MANAGEMENT OF AGRICULTURAL AND NATURAL RESOURCE SYSTEMS TO REDUCE ATMOSPHERIC EMISSIONS AND INCREASE RESILIENCE TO CLIMATE CHANGE
Location: Soil, Water, and Air Resources Research Unit
Title: Calculating the detection limits of chamber-based soil greenhouse gas flux measurements
Submitted to: Journal of Environmental Quality
Publication Type: Peer Reviewed Journal
Publication Acceptance Date: January 24, 2012
Publication Date: May 1, 2012
Citation: Parkin, T.B., Venterea, R.T., Hargreaves, S.K. 2012. Calculating the detection limits of chamber-based soil greenhouse gas flux measurements. Journal of Environmental Quality. 41(3):705-715. DOI:10.2134/jeq2011.0394.

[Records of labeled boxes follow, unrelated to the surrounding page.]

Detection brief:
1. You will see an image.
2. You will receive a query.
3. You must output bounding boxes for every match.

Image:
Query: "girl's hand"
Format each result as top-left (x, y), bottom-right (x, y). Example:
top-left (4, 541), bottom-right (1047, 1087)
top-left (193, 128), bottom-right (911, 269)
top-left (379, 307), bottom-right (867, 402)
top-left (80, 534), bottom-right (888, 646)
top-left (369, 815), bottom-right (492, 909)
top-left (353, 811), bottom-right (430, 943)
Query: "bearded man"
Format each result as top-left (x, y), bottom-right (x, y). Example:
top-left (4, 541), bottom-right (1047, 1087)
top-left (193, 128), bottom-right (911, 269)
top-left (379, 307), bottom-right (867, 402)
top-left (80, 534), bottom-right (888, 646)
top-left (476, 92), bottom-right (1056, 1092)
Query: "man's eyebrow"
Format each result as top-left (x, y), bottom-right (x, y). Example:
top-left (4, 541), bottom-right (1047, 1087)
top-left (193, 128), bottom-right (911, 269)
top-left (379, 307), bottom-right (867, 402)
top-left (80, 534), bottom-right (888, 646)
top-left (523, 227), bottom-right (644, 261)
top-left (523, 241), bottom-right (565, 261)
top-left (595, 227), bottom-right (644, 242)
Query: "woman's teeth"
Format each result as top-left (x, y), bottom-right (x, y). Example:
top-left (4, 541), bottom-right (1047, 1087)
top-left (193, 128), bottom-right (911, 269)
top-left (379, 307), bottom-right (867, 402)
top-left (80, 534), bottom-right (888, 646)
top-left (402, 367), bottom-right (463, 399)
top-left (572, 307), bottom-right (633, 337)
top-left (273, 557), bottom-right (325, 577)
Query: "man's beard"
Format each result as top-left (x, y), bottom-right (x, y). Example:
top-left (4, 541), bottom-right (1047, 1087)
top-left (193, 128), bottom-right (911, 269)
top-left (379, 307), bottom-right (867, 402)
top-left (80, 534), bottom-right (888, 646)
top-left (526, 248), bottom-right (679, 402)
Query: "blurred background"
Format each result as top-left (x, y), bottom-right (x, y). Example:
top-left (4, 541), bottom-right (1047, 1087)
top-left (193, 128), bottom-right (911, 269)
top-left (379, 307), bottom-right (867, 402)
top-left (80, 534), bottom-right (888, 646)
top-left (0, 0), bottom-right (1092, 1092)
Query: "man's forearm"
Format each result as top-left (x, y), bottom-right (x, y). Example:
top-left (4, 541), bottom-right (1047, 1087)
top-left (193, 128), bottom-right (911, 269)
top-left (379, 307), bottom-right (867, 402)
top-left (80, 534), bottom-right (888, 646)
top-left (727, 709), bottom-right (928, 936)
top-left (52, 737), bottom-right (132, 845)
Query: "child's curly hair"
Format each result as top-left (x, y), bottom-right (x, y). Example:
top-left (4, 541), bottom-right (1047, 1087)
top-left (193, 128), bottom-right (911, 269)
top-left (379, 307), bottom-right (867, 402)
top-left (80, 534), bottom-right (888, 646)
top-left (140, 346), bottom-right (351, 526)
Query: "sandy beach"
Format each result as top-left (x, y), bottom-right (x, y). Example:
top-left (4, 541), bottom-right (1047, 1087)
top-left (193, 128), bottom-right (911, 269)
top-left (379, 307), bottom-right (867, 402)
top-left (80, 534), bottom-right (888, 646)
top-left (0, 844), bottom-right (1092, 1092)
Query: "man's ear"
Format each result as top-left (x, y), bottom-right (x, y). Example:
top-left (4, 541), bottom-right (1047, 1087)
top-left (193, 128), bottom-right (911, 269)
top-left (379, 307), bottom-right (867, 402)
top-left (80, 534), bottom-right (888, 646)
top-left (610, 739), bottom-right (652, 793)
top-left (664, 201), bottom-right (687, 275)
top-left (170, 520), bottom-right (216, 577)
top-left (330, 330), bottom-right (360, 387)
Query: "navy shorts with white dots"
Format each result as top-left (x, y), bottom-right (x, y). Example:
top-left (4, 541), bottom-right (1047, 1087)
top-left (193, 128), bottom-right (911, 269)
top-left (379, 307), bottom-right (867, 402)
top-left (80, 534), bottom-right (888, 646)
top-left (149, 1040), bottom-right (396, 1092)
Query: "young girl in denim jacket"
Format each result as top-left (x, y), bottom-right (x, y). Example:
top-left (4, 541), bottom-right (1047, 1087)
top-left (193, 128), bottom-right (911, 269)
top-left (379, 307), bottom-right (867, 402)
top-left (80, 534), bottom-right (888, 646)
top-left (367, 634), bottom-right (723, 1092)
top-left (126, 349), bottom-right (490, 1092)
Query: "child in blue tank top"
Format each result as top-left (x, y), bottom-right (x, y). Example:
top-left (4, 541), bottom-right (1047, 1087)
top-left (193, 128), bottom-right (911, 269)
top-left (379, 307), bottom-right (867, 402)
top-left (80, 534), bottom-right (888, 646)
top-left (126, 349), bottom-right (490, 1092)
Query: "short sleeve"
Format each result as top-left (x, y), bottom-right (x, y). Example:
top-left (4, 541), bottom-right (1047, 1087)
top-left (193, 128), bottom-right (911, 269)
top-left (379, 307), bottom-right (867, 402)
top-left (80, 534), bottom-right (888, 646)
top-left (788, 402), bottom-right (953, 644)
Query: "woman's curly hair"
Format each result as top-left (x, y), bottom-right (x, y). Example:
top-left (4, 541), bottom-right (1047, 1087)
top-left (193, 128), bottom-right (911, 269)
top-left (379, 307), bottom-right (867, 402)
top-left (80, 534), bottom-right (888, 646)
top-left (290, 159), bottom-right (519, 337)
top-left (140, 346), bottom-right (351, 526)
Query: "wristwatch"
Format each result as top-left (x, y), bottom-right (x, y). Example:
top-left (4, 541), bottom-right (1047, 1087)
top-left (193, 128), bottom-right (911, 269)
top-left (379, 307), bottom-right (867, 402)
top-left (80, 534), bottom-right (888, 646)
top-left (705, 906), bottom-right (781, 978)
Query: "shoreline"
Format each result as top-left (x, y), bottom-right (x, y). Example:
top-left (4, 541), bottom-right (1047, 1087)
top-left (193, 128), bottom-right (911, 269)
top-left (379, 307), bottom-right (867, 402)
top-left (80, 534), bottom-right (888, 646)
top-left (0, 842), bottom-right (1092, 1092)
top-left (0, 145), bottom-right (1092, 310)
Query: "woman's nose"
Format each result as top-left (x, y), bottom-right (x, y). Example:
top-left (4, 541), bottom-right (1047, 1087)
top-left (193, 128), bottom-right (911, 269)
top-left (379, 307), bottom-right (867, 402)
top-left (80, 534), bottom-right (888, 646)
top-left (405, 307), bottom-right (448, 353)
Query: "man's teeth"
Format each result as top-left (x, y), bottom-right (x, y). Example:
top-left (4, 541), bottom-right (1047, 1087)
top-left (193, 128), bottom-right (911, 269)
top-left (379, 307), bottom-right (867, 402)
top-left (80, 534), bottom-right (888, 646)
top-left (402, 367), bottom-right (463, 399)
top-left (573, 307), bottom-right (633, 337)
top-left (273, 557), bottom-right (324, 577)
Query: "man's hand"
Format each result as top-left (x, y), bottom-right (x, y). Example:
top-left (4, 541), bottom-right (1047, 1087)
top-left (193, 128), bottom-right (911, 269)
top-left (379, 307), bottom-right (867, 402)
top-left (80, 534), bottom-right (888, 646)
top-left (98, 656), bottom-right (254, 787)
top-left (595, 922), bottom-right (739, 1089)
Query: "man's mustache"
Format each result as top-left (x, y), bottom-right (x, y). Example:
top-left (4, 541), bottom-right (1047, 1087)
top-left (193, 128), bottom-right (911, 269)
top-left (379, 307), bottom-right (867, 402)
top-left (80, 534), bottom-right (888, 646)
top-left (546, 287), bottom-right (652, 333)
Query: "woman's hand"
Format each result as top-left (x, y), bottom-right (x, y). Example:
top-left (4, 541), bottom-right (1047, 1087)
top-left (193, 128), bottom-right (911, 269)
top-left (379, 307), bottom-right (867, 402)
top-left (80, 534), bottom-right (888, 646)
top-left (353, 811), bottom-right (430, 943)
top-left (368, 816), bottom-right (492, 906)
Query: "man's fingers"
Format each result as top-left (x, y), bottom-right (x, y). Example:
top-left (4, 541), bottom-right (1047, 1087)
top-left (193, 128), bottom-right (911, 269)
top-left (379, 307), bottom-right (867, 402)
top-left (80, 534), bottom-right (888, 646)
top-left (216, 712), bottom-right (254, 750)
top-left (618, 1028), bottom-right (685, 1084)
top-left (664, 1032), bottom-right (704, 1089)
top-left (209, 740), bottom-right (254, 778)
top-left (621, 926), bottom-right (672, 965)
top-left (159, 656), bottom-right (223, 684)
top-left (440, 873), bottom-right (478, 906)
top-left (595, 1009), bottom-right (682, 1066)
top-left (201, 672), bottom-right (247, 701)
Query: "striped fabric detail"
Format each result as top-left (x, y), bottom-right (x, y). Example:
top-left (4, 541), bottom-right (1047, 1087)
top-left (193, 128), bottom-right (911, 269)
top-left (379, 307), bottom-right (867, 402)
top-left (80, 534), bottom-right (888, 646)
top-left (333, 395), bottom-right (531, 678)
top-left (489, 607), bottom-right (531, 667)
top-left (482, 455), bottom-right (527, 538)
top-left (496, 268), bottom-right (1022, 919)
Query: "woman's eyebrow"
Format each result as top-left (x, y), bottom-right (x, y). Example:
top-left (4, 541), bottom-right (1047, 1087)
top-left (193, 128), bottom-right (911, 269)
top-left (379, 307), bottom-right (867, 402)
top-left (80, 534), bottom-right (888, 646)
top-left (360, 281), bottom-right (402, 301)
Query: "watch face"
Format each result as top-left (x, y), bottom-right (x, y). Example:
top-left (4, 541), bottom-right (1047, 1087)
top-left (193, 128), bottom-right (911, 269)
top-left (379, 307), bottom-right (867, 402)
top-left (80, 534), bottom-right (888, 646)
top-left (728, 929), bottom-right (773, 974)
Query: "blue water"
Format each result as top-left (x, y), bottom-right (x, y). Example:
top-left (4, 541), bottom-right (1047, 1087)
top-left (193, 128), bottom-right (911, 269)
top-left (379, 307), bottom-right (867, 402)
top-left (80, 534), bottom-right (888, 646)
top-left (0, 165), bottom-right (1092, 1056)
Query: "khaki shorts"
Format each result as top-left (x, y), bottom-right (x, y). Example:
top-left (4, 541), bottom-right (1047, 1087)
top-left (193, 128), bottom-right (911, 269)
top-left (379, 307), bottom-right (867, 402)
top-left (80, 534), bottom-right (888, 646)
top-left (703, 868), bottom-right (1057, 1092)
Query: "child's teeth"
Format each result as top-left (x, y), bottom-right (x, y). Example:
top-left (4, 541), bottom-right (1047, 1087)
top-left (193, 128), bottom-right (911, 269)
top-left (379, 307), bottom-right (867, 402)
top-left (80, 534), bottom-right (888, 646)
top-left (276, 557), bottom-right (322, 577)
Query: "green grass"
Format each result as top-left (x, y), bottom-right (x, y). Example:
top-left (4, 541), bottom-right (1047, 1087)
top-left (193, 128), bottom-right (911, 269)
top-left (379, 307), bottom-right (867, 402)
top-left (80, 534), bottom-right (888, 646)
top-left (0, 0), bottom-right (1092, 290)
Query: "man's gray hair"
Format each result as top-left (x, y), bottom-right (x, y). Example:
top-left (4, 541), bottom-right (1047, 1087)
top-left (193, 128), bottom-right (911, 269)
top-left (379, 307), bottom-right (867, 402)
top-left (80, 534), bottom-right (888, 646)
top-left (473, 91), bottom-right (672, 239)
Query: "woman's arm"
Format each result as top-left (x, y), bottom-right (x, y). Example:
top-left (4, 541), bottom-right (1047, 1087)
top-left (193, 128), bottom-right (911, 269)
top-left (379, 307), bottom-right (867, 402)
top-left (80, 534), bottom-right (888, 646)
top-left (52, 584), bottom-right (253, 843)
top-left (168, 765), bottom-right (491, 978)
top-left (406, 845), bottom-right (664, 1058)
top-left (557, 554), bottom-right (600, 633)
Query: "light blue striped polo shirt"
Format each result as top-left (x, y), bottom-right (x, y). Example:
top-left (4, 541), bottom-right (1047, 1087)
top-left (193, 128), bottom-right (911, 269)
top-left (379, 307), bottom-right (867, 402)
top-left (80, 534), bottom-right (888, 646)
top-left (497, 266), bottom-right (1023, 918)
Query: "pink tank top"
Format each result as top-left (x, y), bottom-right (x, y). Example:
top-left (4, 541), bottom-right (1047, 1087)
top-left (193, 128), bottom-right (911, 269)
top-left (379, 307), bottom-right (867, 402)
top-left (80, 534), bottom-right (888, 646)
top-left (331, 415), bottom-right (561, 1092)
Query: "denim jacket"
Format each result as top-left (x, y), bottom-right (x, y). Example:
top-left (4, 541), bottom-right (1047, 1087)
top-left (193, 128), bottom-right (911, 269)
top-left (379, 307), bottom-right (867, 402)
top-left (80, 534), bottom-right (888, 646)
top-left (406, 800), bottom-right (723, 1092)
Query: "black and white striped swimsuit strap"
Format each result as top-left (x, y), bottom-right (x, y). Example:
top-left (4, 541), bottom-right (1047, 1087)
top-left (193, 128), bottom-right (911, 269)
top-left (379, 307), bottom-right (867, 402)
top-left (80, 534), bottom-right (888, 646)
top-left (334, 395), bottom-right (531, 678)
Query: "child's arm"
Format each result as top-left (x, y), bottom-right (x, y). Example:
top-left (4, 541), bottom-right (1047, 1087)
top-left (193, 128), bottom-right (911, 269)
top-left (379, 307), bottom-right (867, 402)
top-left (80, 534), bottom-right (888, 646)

Interpretive Summary: Greenhouse gas emissions from soil in agricultural cropping systems contribute to global climate change. Measurement of greenhouse gas emissions from soil can be complicated, because emissions can vary substantially from spot to spot in the field. In order to determine which emissions are real and which are just background noise there needs to be a determination of the theoretical emission detection limit. This paper evaluated several common mathematical procedures used to compute emission rates. Through this analysis a procedure was developed by which a minimum emission detection limit can now be determined. This information will help scientists assess the significance of their greenhouse gas emissions measurements, and lead to better information on the contribution of agriculture to global climate change.
Renewed interest in quantifying greenhouse gas emissions from soil has lead to an increase in the application of chamber-based flux measurement techniques. Despite the apparent conceptual simplicity of chamber-based methods, nuances in chamber design, deployment, and data analyses can have marked effects on the quality of the flux data derived. In many cases fluxes are calculated from chamber headspace vs. time data sets consisting of 3 or 4 points. Several mathematical techniques have been used to calculate a soil gas flux from time course data. This paper explores the influences of sampling and analytical variability associated with trace gas concentration quantification on the flux estimated by linear and nonlinear models. Specifically, we used Monte Carlo simulation to calculate the minimum detectable fluxes (a = 0.05) of linear regression (LR), the Hutchinson/Mosier method (H/M), the quadratic method (QUAD), the HMR model, and restricted versions of the Quad and H/M methods over a range of analytical precisions and chamber deployment times for data sets consisting of 3 or 4 time points. We found that linear regression had the smallest detection limit thresholds and was the least sensitive to analytical precision and chamber deployment time. The HMR model had the highest detection limits and was most sensitive to analytical precision and chamber deployment time. Equations were developed which enable the calculation of the flux detection limits of any gas species if the analytical precision, the chamber deployment time, and the ambient concentration of the gas species are known.